Still on Invader property human FILTH!
Zim held the strange silver object at arms length and flipped it over. There was a button on the other side...so he pressed it.
A tight, bright, red beam shot out and into Gir's face.
Zim screamed and dropped it, diving under a pile of waffles.
Gir screamed, grabbed his head and fell over laughing maniacally.
Back at the big-head-boy's house...
Dib was rummaging through the remains of his hamster costume. "Where IS it?!" he muttered, scattering bits of costume and fluff around his room. He burrowed out of sight.
"GACK-kgffff!" he heard a voice from outside the hamster-costume guts.
He stuck his head up, bits of fluff clinging to all over him, "Wha-...?"
His eyes widened.
Gaz stood in the doorway, squishing the life out of a piece of fluff, eyes twitching.
"You will PAY!" she snarled.
Dib opted for screaming, "AAAAAAAAAAAAAAAAAAAAAAAAAAAAAAAAAAAAAAAAAAAAAAAAAAAAAAAAAAIIIIIIIIIIIIIIIIIIIIIIIIIIIIIIIIIIIIIIIIIIIIIIIIIIIIIIIIIIIIIIIIIIIIIIIIIIII!!!!!"
Hands off the Superweapons human worm-baby!
"That," Glffgg "horrible Dib-monkey will," Gffflg "face the wrath of ZIM!" Gfflg
"Hey, these HORRIBLE GREEN waffles aren't that bad Gir." Zim stopped his pacing and stared at the waffle he'd been munching.
Gir giggled, "MINE'S GOT CHALK 'N' PEANUT BUTTER INIT!" he shrieked proudly.
Zim looked at him, "Oooookaaaay," he muttered and started pacing again.

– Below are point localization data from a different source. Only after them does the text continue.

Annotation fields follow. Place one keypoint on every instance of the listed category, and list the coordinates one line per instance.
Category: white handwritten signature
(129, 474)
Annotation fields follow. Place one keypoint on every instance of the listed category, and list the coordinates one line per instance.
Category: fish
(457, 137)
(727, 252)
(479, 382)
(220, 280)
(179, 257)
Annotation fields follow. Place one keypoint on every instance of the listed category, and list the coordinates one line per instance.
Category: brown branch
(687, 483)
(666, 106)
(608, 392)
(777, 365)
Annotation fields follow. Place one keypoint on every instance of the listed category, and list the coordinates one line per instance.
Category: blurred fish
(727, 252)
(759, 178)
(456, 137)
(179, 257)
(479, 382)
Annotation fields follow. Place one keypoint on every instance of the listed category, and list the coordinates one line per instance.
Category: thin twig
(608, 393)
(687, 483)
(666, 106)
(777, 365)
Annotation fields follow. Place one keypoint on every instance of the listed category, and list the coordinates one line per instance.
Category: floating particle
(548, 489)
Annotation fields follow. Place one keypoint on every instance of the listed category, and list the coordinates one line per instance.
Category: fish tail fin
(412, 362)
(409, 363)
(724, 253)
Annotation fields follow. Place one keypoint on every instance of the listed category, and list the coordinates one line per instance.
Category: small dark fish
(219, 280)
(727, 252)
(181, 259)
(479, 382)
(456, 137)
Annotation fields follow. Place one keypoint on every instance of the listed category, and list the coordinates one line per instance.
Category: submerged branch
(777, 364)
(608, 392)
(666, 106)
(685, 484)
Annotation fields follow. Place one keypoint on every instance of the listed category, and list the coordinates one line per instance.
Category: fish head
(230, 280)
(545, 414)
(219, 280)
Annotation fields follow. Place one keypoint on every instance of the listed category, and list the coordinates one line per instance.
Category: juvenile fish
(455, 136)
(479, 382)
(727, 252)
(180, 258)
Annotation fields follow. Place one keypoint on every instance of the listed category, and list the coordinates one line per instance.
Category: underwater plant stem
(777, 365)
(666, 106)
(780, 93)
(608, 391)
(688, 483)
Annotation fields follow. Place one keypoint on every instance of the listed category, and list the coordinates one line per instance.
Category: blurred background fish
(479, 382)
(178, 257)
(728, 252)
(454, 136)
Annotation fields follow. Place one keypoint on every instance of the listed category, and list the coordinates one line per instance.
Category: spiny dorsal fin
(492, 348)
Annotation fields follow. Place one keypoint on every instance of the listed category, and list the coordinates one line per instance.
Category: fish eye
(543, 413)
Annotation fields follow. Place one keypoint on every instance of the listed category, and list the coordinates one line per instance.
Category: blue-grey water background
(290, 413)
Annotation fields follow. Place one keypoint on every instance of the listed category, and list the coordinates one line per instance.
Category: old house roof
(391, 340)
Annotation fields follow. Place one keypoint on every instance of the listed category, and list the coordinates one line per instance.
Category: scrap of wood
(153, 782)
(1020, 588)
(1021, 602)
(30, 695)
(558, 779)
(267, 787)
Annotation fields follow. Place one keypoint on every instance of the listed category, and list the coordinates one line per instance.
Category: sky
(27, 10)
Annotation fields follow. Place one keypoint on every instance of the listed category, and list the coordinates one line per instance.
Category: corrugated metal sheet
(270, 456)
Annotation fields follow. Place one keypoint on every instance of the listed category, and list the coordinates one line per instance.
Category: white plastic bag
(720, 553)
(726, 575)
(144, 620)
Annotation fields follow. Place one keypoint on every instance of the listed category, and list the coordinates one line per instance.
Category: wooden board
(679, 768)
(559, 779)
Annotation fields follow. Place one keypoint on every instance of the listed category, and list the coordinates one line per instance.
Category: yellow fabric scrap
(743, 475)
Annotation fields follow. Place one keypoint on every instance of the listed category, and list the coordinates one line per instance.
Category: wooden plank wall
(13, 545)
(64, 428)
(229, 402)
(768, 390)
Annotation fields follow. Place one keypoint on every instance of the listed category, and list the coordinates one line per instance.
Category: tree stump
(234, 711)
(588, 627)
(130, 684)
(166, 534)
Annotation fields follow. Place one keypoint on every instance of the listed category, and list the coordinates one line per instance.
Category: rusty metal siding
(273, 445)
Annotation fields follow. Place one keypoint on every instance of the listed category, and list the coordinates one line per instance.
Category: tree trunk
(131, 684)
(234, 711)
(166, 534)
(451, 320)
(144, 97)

He stopped pacing and glared at the piled waffles in his way.
"GIR!" he yelled, "These DISGUSTING waffle creatures dare to stand against ZIM!" he glared around him, then shuddered, "EAT THEM!"
"SSHHH!" he held one tiny finger to his mouth, "I'M GONNA EET DEM!" he screamed.
Zim blinked, waited and frowned, "Well?!" he glared at the oblivious robot, "Why're you still sitting there?!"
Gir stuck out the tip of his tongue a little to the side and stared contentedly at the wall.
The silence stretched on. Gir blinked, Zim blinked.
Gir pointed at the wall and burst out laughing insanely. He fell on the floor and windmilling his legs, going around in circles. "AAAAAA AAAAIIIII AAAAAAA AAAABAAADAAAAAAA!" he screamed.
"Oh great!" Zim yelled, smacking his head, "The waffles broke your brain!"
"C'mon Gir," he walked over, grabbed Gir by the doohickey on top of his head and dragged him through the towering waffles.
Gir screamed happily, flailing his limbs.
The silver object lay in among the waffles looking perfectly innocent, reflecting the happy, happy afternoon sunlight.
Gir grabbed it in passing and ate it. Then started screaming happily again.